Small businesses can struggle to access traditional financing products, such as bank loans, that they typically rely on to cover operating expenses. They might not meet the lender’s criteria, or they might have an unsatisfactory or non-existent credit record. Even if they have a decent credit score, they likely face a motherload of paperwork, the need to put up other assets as collateral, and a weeks-long approval process if they apply for a loan.

Something that most Singaporean SMEs do have access to, though, is a credit card. If they have the ability to pay everyday outgoings on credit card, they can free up working capital for spending or investing elsewhere.

The problem is that plenty of payees – in a broad sense, including employees and landlords – don’t accept credit cards. Realizing this, iPaymy co-founders Dobson and Chrystie Dao-Szabo set out to find a solution.

Within the rails

Explaining how the model works, Dobson says that he considers iPaymy to be a tech-driven payments platform, rather than a financial intermediary.

“We don’t actually touch the cash, by design,” he explains. “We want to work within the existing rails, so we work with various acquisition partners – Stripe being one of them.”

Chief business development officer Chrystie Dao-Szabo and chief executive officer Ethan Dobson, iPaymy’s co-founders. Photo credit: iPaymy.

The startup charges an SME’s credit card with funds settled to an iPaymy trust account. Recipients are then paid directly via a bank transfer from the trust account within four business days, after iPaymy has claimed its one-time, per-transaction fee and completed know-your-customer checks. The SME pays its credit card provider back as normal when its statement arrives at the end of the month.

“We don’t lend, we don’t take on risk in that way,” says Dobson. “It’s just like if you go to a restaurant and charge the meal to your credit card.”

SMEs think that going to the banks is the only way to get capital.

For more complicated payments, such as monthly salaries for a number of employees, business owners can upload a CSV file containing tabulated employee data to the iPaymy platform. The credit card is then charged and the KYC process takes place before iPaymy transfers the funds to the employees’ bank accounts.

There are a few other startups around offering similar solutions to iPaymy, such as fellow Singaporean company CardUp. However, Dobson thinks the biggest challenge facing iPaymy is awareness.

“We’re partners with a number of banks, but other banks are in a way our competitors, because SMEs think that going to the banks is the only way to get capital,” he says. “One of our main goals is to educate SMEs, and that task varies along a pretty big spectrum, from the mom-and-pop shop which is lower on financial sophistication scale, to folks all the way up at the top.”

Pivot, grow

Dobson says that the startup still maintains an extensive portfolio of individual customers for its original consumer solution.
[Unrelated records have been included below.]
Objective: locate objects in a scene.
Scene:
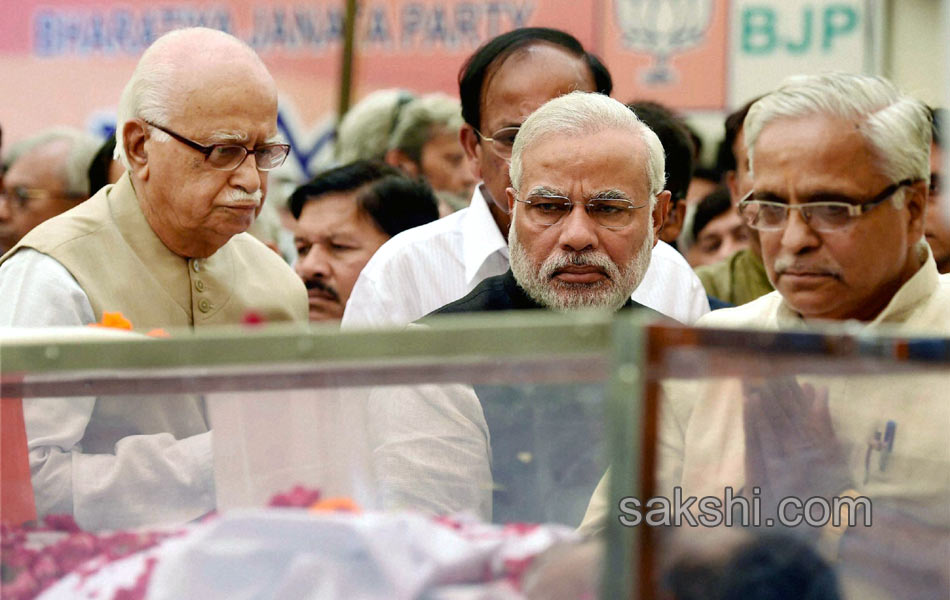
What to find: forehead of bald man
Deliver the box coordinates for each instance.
[138,27,277,98]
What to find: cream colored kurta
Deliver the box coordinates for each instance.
[0,175,307,529]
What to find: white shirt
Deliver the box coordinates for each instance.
[341,187,709,328]
[0,248,215,530]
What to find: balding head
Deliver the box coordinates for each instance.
[116,27,277,168]
[117,28,288,258]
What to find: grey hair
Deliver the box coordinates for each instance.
[4,127,102,198]
[743,73,931,189]
[389,93,465,164]
[509,92,666,207]
[113,27,266,169]
[335,89,415,164]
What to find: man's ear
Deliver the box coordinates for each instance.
[505,188,518,215]
[383,148,419,177]
[653,190,671,247]
[725,169,742,204]
[904,181,929,242]
[459,123,482,181]
[119,119,148,181]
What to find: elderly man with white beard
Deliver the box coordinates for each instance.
[433,92,670,314]
[367,92,670,524]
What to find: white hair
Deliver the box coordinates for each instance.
[6,127,102,198]
[743,73,931,191]
[509,92,666,208]
[335,89,415,164]
[114,27,266,169]
[389,93,465,163]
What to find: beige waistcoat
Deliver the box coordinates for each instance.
[0,175,307,331]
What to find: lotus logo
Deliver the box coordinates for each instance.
[614,0,714,84]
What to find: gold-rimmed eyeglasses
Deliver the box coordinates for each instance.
[739,179,918,232]
[145,121,290,171]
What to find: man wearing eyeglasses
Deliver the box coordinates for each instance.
[342,27,709,328]
[0,127,99,251]
[0,28,307,529]
[584,74,950,598]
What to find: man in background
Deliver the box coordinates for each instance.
[290,160,439,321]
[683,186,749,267]
[342,28,709,327]
[696,98,774,306]
[0,28,307,529]
[385,94,477,216]
[0,127,99,247]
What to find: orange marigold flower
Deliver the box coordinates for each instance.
[308,498,360,513]
[89,312,132,330]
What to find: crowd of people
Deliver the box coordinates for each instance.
[0,23,950,597]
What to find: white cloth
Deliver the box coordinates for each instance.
[40,508,580,600]
[341,188,709,328]
[0,248,96,327]
[366,384,492,521]
[0,248,214,530]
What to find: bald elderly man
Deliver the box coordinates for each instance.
[0,28,307,529]
[0,127,99,252]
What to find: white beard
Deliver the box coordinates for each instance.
[508,213,653,311]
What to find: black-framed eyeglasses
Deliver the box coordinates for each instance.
[145,121,290,171]
[475,126,521,160]
[739,179,918,232]
[515,194,648,229]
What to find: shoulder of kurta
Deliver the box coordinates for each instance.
[696,292,782,329]
[4,193,109,260]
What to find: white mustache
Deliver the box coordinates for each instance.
[540,251,620,279]
[226,190,264,206]
[773,256,841,279]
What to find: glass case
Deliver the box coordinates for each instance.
[0,314,950,599]
[600,324,950,598]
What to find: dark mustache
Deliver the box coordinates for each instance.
[304,279,340,302]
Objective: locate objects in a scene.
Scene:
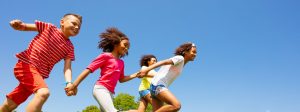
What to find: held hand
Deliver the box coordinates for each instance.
[65,83,77,96]
[137,68,148,78]
[9,19,25,30]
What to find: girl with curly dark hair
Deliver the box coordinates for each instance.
[139,42,197,112]
[66,28,137,112]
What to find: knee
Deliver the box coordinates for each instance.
[173,103,181,111]
[37,89,50,98]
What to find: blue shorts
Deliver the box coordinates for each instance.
[139,89,150,98]
[150,84,168,98]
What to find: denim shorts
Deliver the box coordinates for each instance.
[139,89,150,98]
[150,84,168,97]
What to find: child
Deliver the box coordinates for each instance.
[139,43,197,112]
[0,14,82,112]
[130,54,156,112]
[65,28,137,112]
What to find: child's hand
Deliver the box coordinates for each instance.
[9,19,26,30]
[137,68,148,78]
[65,83,77,96]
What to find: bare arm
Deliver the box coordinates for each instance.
[9,20,37,31]
[119,72,139,83]
[64,59,72,84]
[65,69,91,96]
[73,69,92,87]
[138,59,173,77]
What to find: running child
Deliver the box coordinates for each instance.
[139,43,197,112]
[65,28,137,112]
[0,14,82,112]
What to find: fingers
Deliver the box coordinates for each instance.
[65,84,77,96]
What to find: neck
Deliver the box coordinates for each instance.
[111,51,120,58]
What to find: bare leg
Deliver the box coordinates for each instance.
[0,98,18,112]
[26,88,50,112]
[152,98,163,112]
[155,90,181,112]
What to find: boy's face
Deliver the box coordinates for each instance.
[60,15,81,37]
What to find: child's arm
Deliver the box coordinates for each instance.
[9,20,37,31]
[64,59,76,96]
[65,69,91,96]
[73,69,92,87]
[119,72,139,83]
[138,59,174,77]
[145,71,157,77]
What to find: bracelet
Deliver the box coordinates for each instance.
[65,82,73,85]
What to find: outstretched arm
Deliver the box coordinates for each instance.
[138,59,173,77]
[65,69,91,95]
[119,72,139,83]
[9,19,37,31]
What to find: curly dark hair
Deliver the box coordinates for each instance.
[174,42,196,56]
[140,54,156,66]
[63,13,82,23]
[98,28,129,55]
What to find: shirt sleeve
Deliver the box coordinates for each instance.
[87,54,107,72]
[120,61,125,79]
[35,20,54,33]
[170,55,184,65]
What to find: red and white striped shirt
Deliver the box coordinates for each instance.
[16,21,75,78]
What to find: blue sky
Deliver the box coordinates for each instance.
[0,0,300,112]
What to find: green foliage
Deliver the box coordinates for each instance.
[82,105,100,112]
[82,93,152,112]
[114,93,138,110]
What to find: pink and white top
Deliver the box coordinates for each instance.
[87,52,124,93]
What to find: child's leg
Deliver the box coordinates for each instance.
[0,98,18,112]
[152,98,164,112]
[93,85,118,112]
[26,88,50,112]
[153,90,181,112]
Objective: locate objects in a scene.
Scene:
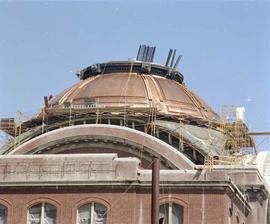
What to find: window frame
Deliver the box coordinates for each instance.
[76,201,109,224]
[26,201,58,224]
[0,204,7,223]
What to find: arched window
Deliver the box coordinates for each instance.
[159,202,184,224]
[77,202,107,224]
[0,204,7,224]
[28,202,56,224]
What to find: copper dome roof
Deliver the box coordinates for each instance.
[49,62,219,120]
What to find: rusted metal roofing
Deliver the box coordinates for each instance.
[49,66,219,121]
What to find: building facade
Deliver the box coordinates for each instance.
[0,49,270,224]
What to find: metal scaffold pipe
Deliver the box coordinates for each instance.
[151,158,159,224]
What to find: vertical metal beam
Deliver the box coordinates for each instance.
[151,158,159,224]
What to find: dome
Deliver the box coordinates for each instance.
[48,62,218,120]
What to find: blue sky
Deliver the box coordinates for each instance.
[0,1,270,150]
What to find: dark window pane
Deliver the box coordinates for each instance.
[78,204,91,224]
[44,204,56,224]
[0,204,7,224]
[94,203,107,224]
[29,203,42,224]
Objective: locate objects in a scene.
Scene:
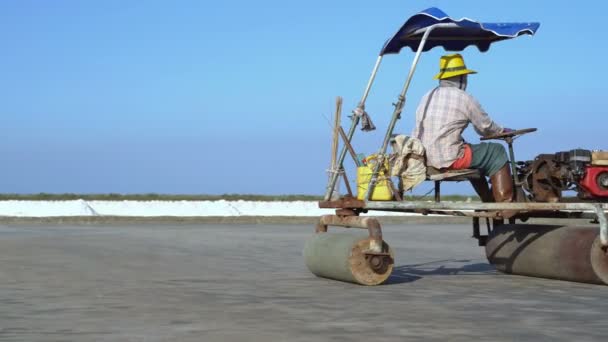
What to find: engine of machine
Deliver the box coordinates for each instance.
[517,149,608,202]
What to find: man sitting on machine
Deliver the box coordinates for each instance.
[412,54,513,202]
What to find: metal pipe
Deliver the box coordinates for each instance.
[324,56,382,201]
[315,215,382,252]
[364,24,450,199]
[362,201,608,212]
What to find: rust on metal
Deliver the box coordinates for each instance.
[348,239,394,285]
[319,196,365,209]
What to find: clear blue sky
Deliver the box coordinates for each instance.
[0,0,608,194]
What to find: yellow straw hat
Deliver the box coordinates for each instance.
[435,53,477,80]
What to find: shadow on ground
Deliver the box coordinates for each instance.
[386,259,496,285]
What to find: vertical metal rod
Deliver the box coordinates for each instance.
[358,56,383,109]
[325,56,382,201]
[591,203,608,247]
[435,181,441,202]
[364,24,450,200]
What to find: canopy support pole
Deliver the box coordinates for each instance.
[325,55,383,201]
[364,23,453,200]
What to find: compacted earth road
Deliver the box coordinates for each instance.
[0,224,608,342]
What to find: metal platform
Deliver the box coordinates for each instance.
[319,197,608,247]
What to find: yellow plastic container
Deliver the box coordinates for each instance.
[357,154,393,201]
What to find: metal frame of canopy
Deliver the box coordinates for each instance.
[319,10,608,247]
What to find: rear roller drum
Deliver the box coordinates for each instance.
[486,224,608,284]
[304,232,394,285]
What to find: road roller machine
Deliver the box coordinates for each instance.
[304,8,608,285]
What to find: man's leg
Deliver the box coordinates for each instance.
[471,143,515,218]
[490,164,513,202]
[469,176,494,202]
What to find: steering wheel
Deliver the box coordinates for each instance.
[479,128,537,140]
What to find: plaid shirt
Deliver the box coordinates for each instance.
[412,86,503,169]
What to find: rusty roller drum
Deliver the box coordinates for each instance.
[486,224,608,284]
[304,232,394,285]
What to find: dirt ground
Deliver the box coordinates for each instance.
[0,222,608,341]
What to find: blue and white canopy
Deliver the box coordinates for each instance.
[380,7,540,56]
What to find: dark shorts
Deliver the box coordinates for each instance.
[469,143,509,177]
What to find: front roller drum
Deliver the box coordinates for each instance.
[304,216,394,285]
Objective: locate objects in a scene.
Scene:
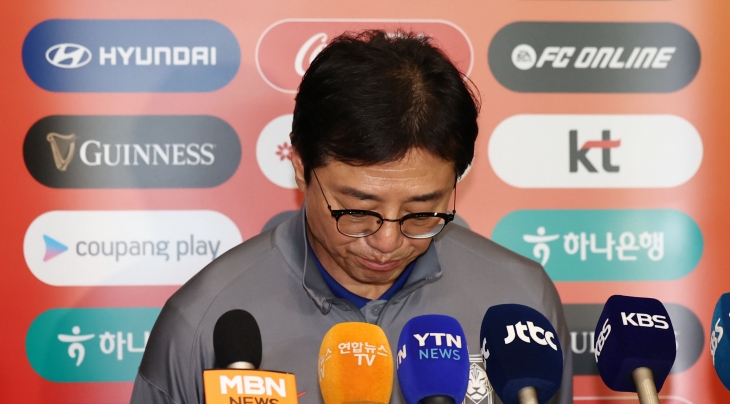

However, it is now dedicating all of its development and R&D resources to iPaymy for Business, which it sees as having more growth and scale potential.

In terms of the US$1 million seed funding it has just raised, iPaymy will be spending in three areas – product development, its go-to-market strategy, and potential regional expansion beyond Singapore.

For Dobson, having the expertise and experience of VC firms Beenext and DG Incubation on board is at least as valuable as the capital they’ve injected into iPaymy.

“They are the premier payments VCs in the region,” he says. “These guys know payments – Digital Garage has Veritrans [the Indonesian payments provider now known as Midtrans]. Teru [Sato, founder] of Beenext built Beenos in Japan. Their network here is amazing, and in terms of series A and beyond, we’re very aligned on what our goals are. That’s such an enormous tailwind for the company.”

Dobson says that iPaymy is aiming to lock up a series A round by the middle of next year, with the next fundraise already attracting interest from “recognizable names.”